Protesters chanted and waved signs as they made their way through the city towards Treasury Gardens. While motivated by recent high-profile cases of alleged sexual assault in Canberra, organisers emphasised that justice is not only being sought by white women, but also by the aboriginal, transgender, non-binary, migrant refugee, queer, disabled, and women of colour who have suffered abuse as well.
“We must dismantle the whole system that breeds gendered violence,” said Korra Koperu, a transgender woman of colour and speaker at the event.

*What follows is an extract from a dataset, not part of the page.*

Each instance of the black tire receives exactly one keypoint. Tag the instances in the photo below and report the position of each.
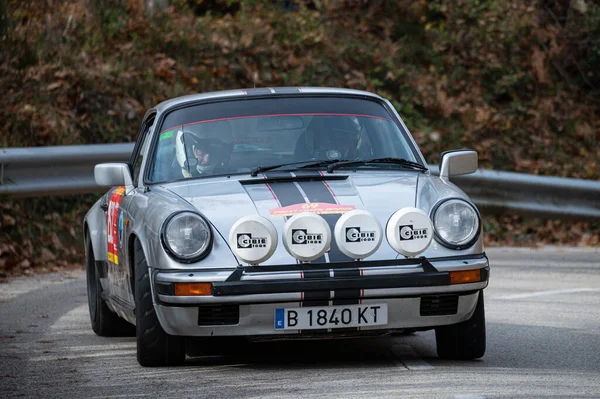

“Men, especially those in power, need to stop dismissing and silencing a woman’s experience because it doesn’t align with them,” said 55-year-old protester Mary. “Instead, they should be supporting those who have been brave and spoken their truth.”
The loudest jeers seemed reserved for any mention of Prime Minister Scott Morrison, whose recent handling of the alleged rape of Brittany Higgens in Parliament House and an historical accusation of rape against Attorney General Christian Porter have drawn widespread criticism.
Marching at the protest, Wurundjeri women Sue-Anne Hunter, a traditional owner and social justice activist, declared Morrison to be “the [modern day] successor of Arthur Phillip.”
Demanding change, protestors held aloft a list of almost 900 women and children killed by men in Australia since 2008. A minute of silence was held for the victims at the end of the rally.